Local developers are deeply concerned about the specifics of the good cause eviction legislation, saying it would hurt their ability to build and, in particular, to finance any developments they propose. Lenders would consider limits on the ability to raise rents as a risk to the repayment of loans, builders said.

“Any progress or advancement that’s being made to produce additional units of new housing will be decimated if good cause eviction in any form is included as part of the budget,” said Long Island Builders Institute chief Mike Florio. “Builders will not build. Period. Stop. The lack of funding and financing will force them to seek projects in other states.”

Association for a Better Long Island’s Kyle Strober called good-cause “an existential threat to housing on Long Island.”

And some builders warned that jobs – and businesses – were at stake.

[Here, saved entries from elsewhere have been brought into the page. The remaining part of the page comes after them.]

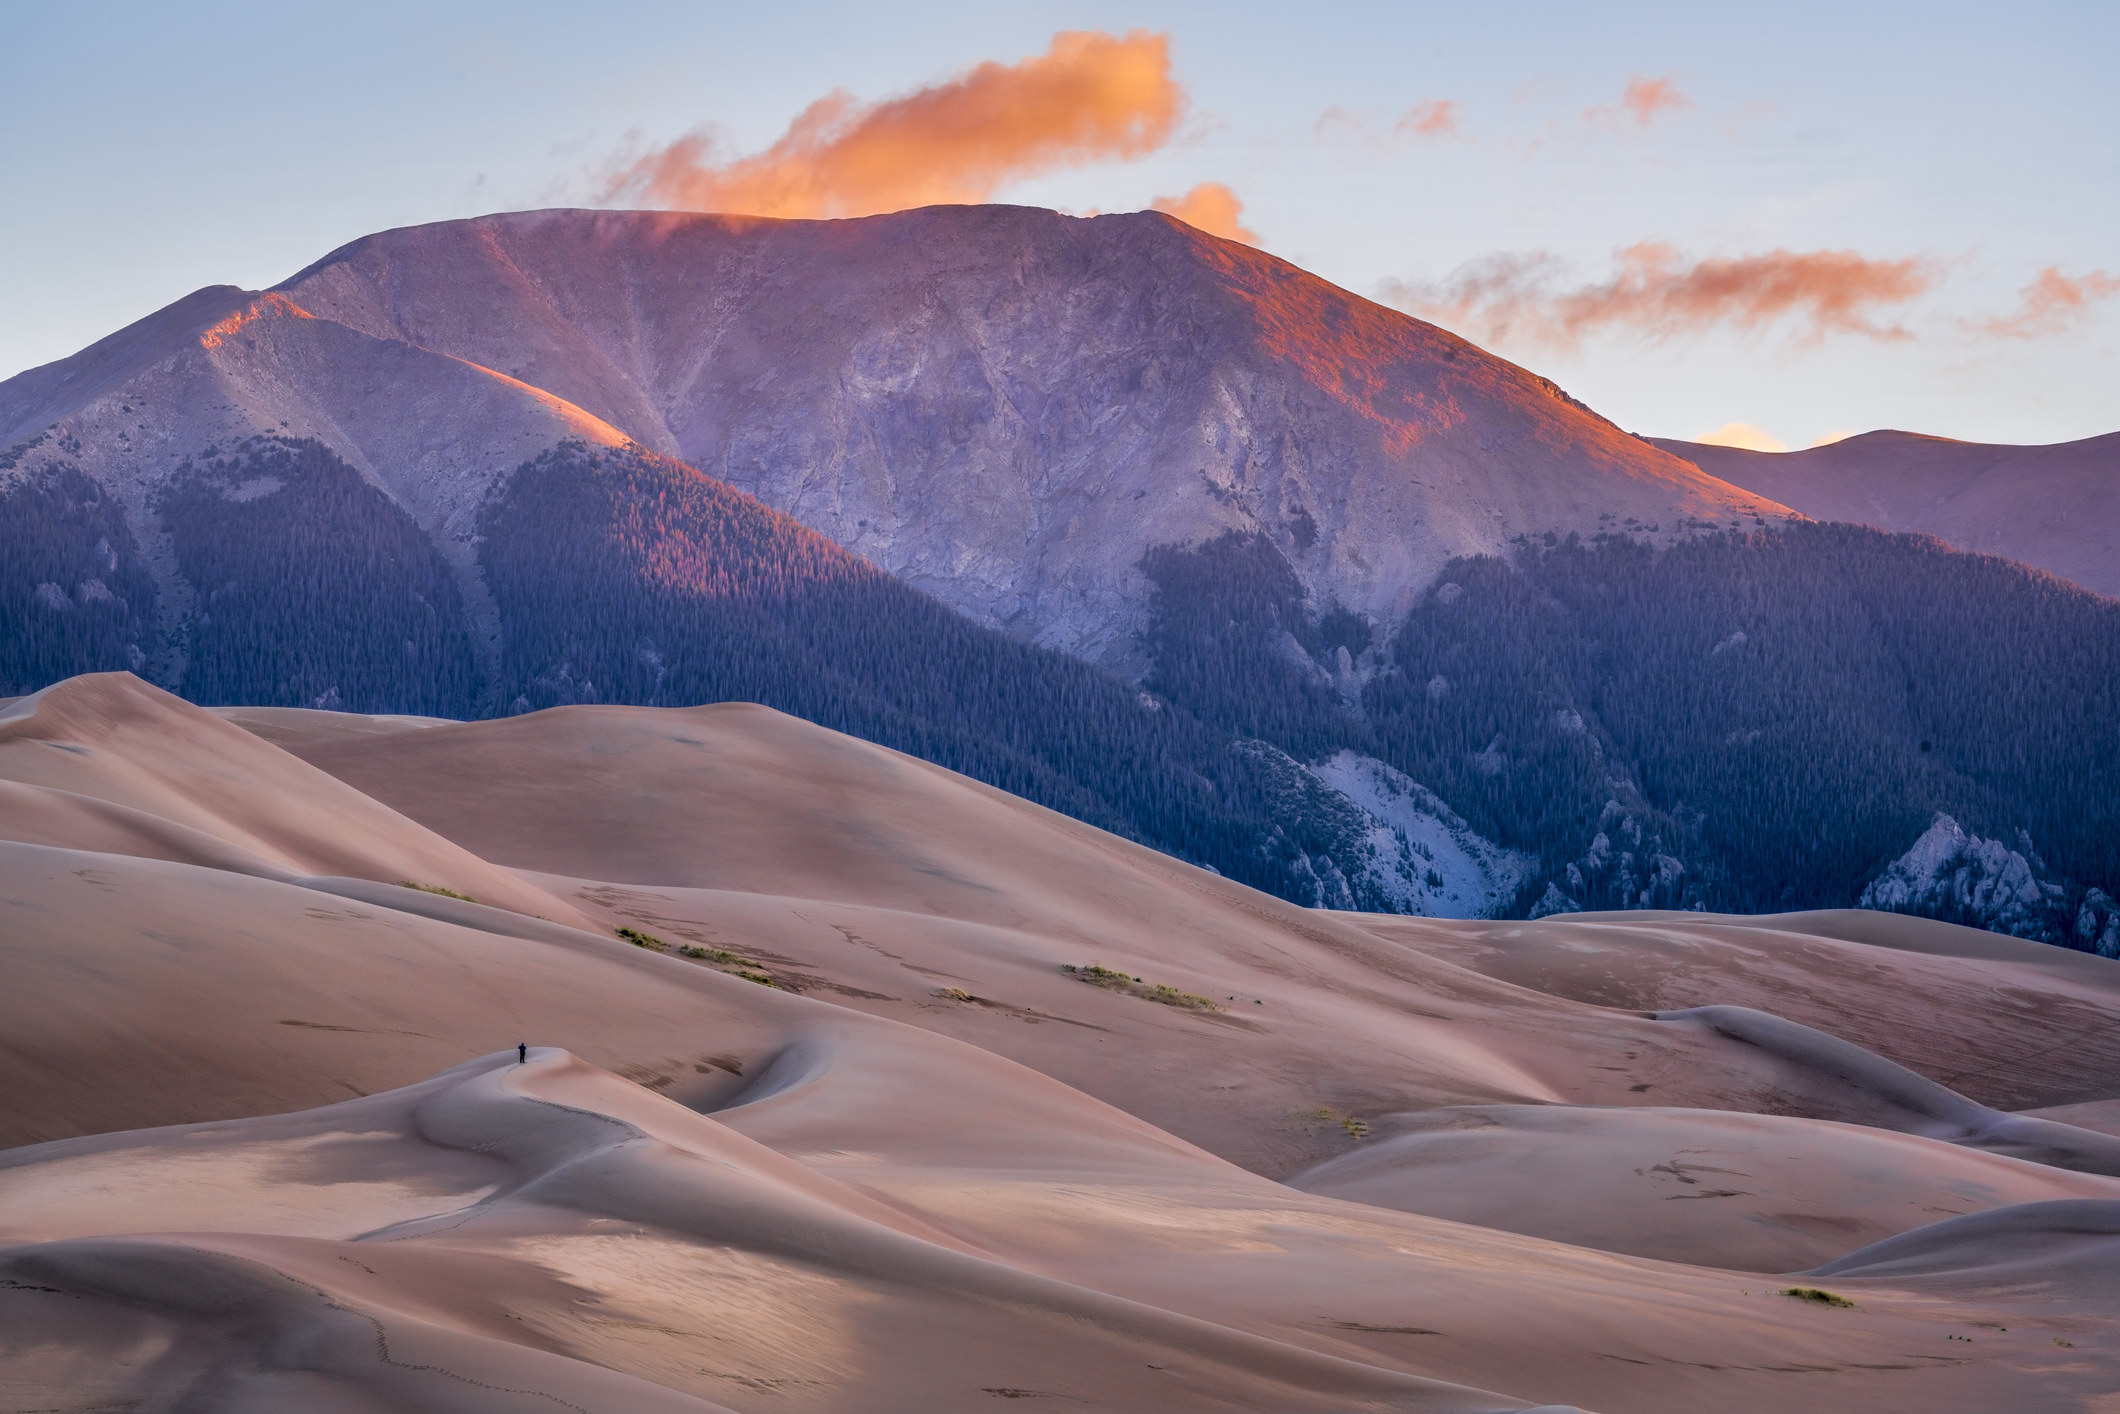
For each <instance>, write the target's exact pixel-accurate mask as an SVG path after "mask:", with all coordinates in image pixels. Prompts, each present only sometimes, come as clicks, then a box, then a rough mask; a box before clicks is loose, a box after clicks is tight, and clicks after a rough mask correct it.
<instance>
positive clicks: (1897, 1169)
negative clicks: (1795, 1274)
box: [1289, 1104, 2120, 1272]
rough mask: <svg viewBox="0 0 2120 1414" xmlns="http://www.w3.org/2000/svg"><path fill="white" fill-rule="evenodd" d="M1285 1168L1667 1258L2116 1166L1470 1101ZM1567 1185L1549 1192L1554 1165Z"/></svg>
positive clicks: (1657, 1118)
mask: <svg viewBox="0 0 2120 1414" xmlns="http://www.w3.org/2000/svg"><path fill="white" fill-rule="evenodd" d="M1384 1132H1386V1134H1389V1136H1386V1138H1380V1141H1378V1143H1370V1145H1363V1147H1361V1149H1355V1151H1353V1153H1344V1155H1340V1157H1336V1160H1327V1162H1325V1164H1319V1166H1317V1168H1312V1170H1308V1172H1302V1174H1295V1177H1293V1179H1289V1183H1293V1185H1295V1187H1300V1189H1304V1191H1310V1194H1329V1196H1333V1198H1350V1200H1355V1202H1374V1204H1380V1206H1386V1208H1401V1210H1406V1213H1427V1215H1429V1217H1448V1219H1454V1221H1461V1223H1480V1225H1484V1227H1507V1230H1509V1232H1529V1234H1533V1236H1541V1238H1554V1240H1556V1242H1573V1244H1577V1247H1596V1249H1603V1251H1615V1253H1635V1255H1641V1257H1660V1259H1664V1261H1690V1263H1696V1266H1713V1268H1728V1270H1736V1272H1798V1270H1804V1268H1813V1266H1819V1263H1825V1261H1832V1259H1836V1257H1842V1255H1844V1253H1849V1249H1853V1247H1859V1244H1866V1242H1876V1240H1883V1238H1887V1236H1895V1234H1900V1232H1908V1230H1912V1227H1921V1225H1927V1223H1938V1221H1942V1219H1946V1217H1957V1215H1963V1213H1969V1210H1984V1208H1999V1206H2008V1204H2020V1202H2042V1200H2054V1198H2105V1200H2120V1181H2114V1179H2107V1177H2095V1174H2075V1172H2063V1170H2054V1168H2048V1166H2044V1164H2033V1162H2025V1160H2014V1157H1999V1155H1991V1153H1976V1151H1969V1149H1963V1147H1959V1145H1948V1143H1940V1141H1933V1138H1921V1136H1914V1134H1895V1132H1889V1130H1876V1128H1868V1126H1851V1124H1830V1121H1823V1119H1794V1117H1787V1115H1745V1113H1732V1111H1711V1109H1582V1107H1571V1104H1480V1107H1465V1109H1435V1111H1425V1113H1418V1115H1408V1117H1406V1119H1403V1121H1399V1124H1389V1121H1386V1126H1384ZM1556 1172H1565V1174H1567V1177H1569V1202H1567V1204H1556V1202H1550V1200H1548V1198H1550V1194H1548V1189H1550V1185H1552V1183H1554V1174H1556Z"/></svg>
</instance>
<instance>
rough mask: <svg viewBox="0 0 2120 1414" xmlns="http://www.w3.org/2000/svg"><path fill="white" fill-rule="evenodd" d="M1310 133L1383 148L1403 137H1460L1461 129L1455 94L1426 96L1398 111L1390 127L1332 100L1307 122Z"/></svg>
mask: <svg viewBox="0 0 2120 1414" xmlns="http://www.w3.org/2000/svg"><path fill="white" fill-rule="evenodd" d="M1310 136H1312V138H1317V140H1319V142H1331V140H1336V138H1344V140H1355V142H1361V144H1365V146H1370V148H1384V146H1391V144H1395V142H1403V140H1406V138H1461V136H1463V131H1461V129H1459V102H1456V100H1454V98H1425V100H1420V102H1418V104H1414V106H1410V108H1408V110H1406V112H1401V114H1399V117H1397V119H1395V121H1393V123H1391V125H1389V127H1384V125H1380V123H1376V121H1374V119H1370V117H1365V114H1359V112H1350V110H1348V108H1342V106H1340V104H1331V106H1329V108H1325V112H1321V114H1319V121H1317V123H1312V125H1310Z"/></svg>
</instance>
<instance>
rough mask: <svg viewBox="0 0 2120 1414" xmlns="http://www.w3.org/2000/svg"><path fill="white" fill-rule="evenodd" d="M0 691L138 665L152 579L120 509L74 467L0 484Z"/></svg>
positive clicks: (34, 475) (152, 640) (26, 688)
mask: <svg viewBox="0 0 2120 1414" xmlns="http://www.w3.org/2000/svg"><path fill="white" fill-rule="evenodd" d="M8 469H11V466H8V464H6V462H4V460H0V471H8ZM0 615H4V632H0V697H13V695H19V693H28V691H36V689H38V687H45V685H47V683H51V681H55V678H64V676H70V674H74V672H108V670H114V668H144V666H146V647H144V644H148V642H153V636H155V579H153V577H151V575H148V572H146V564H144V562H142V560H140V547H138V545H136V543H134V534H131V530H127V526H125V511H123V509H121V507H119V502H117V500H114V498H112V496H108V494H106V492H104V490H102V488H98V485H95V483H93V481H89V477H85V475H83V473H81V471H78V469H74V466H70V464H59V466H51V469H40V471H38V473H34V475H30V477H23V479H19V481H15V483H13V485H6V488H4V490H0Z"/></svg>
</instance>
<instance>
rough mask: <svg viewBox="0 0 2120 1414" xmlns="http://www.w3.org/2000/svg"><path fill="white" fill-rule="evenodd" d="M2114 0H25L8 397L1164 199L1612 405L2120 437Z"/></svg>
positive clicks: (1616, 405)
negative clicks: (339, 333)
mask: <svg viewBox="0 0 2120 1414" xmlns="http://www.w3.org/2000/svg"><path fill="white" fill-rule="evenodd" d="M2116 53H2120V4H2112V2H2109V0H2080V2H2075V4H2037V2H2018V4H2010V6H2003V4H1950V2H1927V4H1859V2H1849V0H1842V2H1838V4H1806V2H1785V4H1774V6H1734V4H1700V2H1698V0H1694V2H1692V4H1579V2H1577V4H1484V6H1467V4H1459V2H1452V4H1420V2H1406V0H1401V2H1397V4H1329V2H1317V0H1314V2H1312V4H1304V6H1295V4H1244V2H1230V0H1221V2H1217V4H1179V2H1170V0H1164V2H1130V4H1119V2H1105V0H1088V2H1026V4H1007V6H996V4H992V2H986V4H975V2H962V0H933V2H922V0H905V2H899V4H893V6H878V4H801V2H784V4H644V2H638V4H630V2H623V0H606V2H604V4H596V6H581V4H543V2H536V0H511V2H509V4H485V2H479V0H426V2H422V4H403V2H396V0H369V2H367V4H360V6H320V4H216V2H210V0H189V2H187V4H182V6H170V4H95V2H85V0H72V2H68V4H45V2H40V0H0V377H8V375H13V373H15V371H21V369H25V367H34V365H40V363H47V360H53V358H64V356H66V354H72V352H74V350H78V348H83V346H87V343H91V341H93V339H98V337H102V335H106V333H110V331H114V329H119V326H123V324H127V322H131V320H136V318H142V316H144V314H148V312H153V310H157V307H161V305H165V303H170V301H174V299H178V297H182V295H187V293H189V290H193V288H199V286H206V284H242V286H248V288H263V286H269V284H276V282H280V280H284V278H288V276H293V273H295V271H297V269H301V267H303V265H307V263H310V261H314V259H318V257H322V254H324V252H329V250H333V248H335V246H339V244H343V242H348V240H354V237H358V235H365V233H371V231H377V229H388V227H399V225H416V223H426V220H447V218H458V216H475V214H485V212H498V210H526V208H538V206H687V208H693V210H753V212H757V214H789V216H833V214H861V212H869V210H897V208H901V206H916V204H926V201H965V199H994V201H1018V204H1030V206H1052V208H1060V210H1068V212H1081V214H1088V212H1119V210H1141V208H1147V206H1162V208H1164V210H1172V212H1174V214H1179V216H1185V218H1189V220H1194V223H1196V225H1200V227H1202V229H1211V231H1217V233H1223V235H1232V237H1242V240H1251V242H1253V244H1257V246H1261V248H1264V250H1270V252H1274V254H1278V257H1283V259H1289V261H1293V263H1297V265H1302V267H1306V269H1312V271H1317V273H1321V276H1325V278H1327V280H1333V282H1336V284H1342V286H1346V288H1348V290H1355V293H1357V295H1363V297H1370V299H1378V301H1384V303H1391V305H1397V307H1401V310H1406V312H1410V314H1418V316H1423V318H1431V320H1435V322H1439V324H1444V326H1448V329H1454V331H1456V333H1463V335H1467V337H1471V339H1476V341H1478V343H1482V346H1486V348H1490V350H1495V352H1499V354H1503V356H1507V358H1512V360H1516V363H1522V365H1526V367H1531V369H1535V371H1539V373H1543V375H1548V377H1552V379H1554V382H1558V384H1560V386H1562V388H1567V390H1569V392H1571V394H1575V396H1579V399H1582V401H1586V403H1590V405H1592V407H1596V409H1598V411H1603V413H1605V416H1609V418H1611V420H1613V422H1618V424H1620V426H1624V428H1628V430H1637V432H1647V435H1660V437H1692V439H1700V437H1709V435H1715V437H1721V439H1726V441H1738V443H1749V445H1762V447H1768V449H1779V447H1804V445H1813V443H1817V441H1827V439H1834V437H1840V435H1849V432H1859V430H1870V428H1880V426H1895V428H1908V430H1919V432H1931V435H1940V437H1959V439H1969V441H2016V443H2044V441H2067V439H2075V437H2090V435H2099V432H2112V430H2120V83H2114V81H2112V55H2116Z"/></svg>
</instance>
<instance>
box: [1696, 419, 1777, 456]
mask: <svg viewBox="0 0 2120 1414" xmlns="http://www.w3.org/2000/svg"><path fill="white" fill-rule="evenodd" d="M1696 441H1698V443H1700V445H1704V447H1745V449H1747V452H1787V449H1789V443H1785V441H1781V439H1779V437H1774V435H1772V432H1768V430H1766V428H1762V426H1755V424H1751V422H1726V424H1721V426H1719V428H1715V430H1713V432H1709V435H1707V437H1698V439H1696Z"/></svg>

“It will force our organization and our multifamily development colleagues to exit the state,” Anthony Bartone, a managing partner with Terwilliger Bartone in Farmingdale, told The Point. “Investors and developers will simply make the investment elsewhere, not by choice, by necessity.”

State Sen. Monica Martinez said she’s pushing to remove good cause eviction from the budget altogether.

“Good-cause should be negotiated outside the budget, as it will have a negative impact on small landlords,” Martinez said. “While we need to protect tenants, we must be conscientious of unintended consequences.”

Florio noted that adding good cause eviction to any housing plan would defeat the purpose of the plan itself.

“By doing good-cause, you’re not going to build housing,” Florio said. “You can’t do both.”

What’s more, Long Island builders, elected officials and some housing advocates said, any plan has to take into account the impact on infrastructure, particularly in terms of water and sewer, the desire to maintain local control, and individual communities’ needs.

The concern, they said, is whether Hochul is so committed to the mandates in her original plan that she might end up with a housing compact that doesn’t achieve the goal of building any housing.

“Any housing plan that’s drafted in Albany will only be successful if the folks in Albany are listening to and being responsive to the local communities being affected by it,” said Long Island Association chief executive Matt Cohen.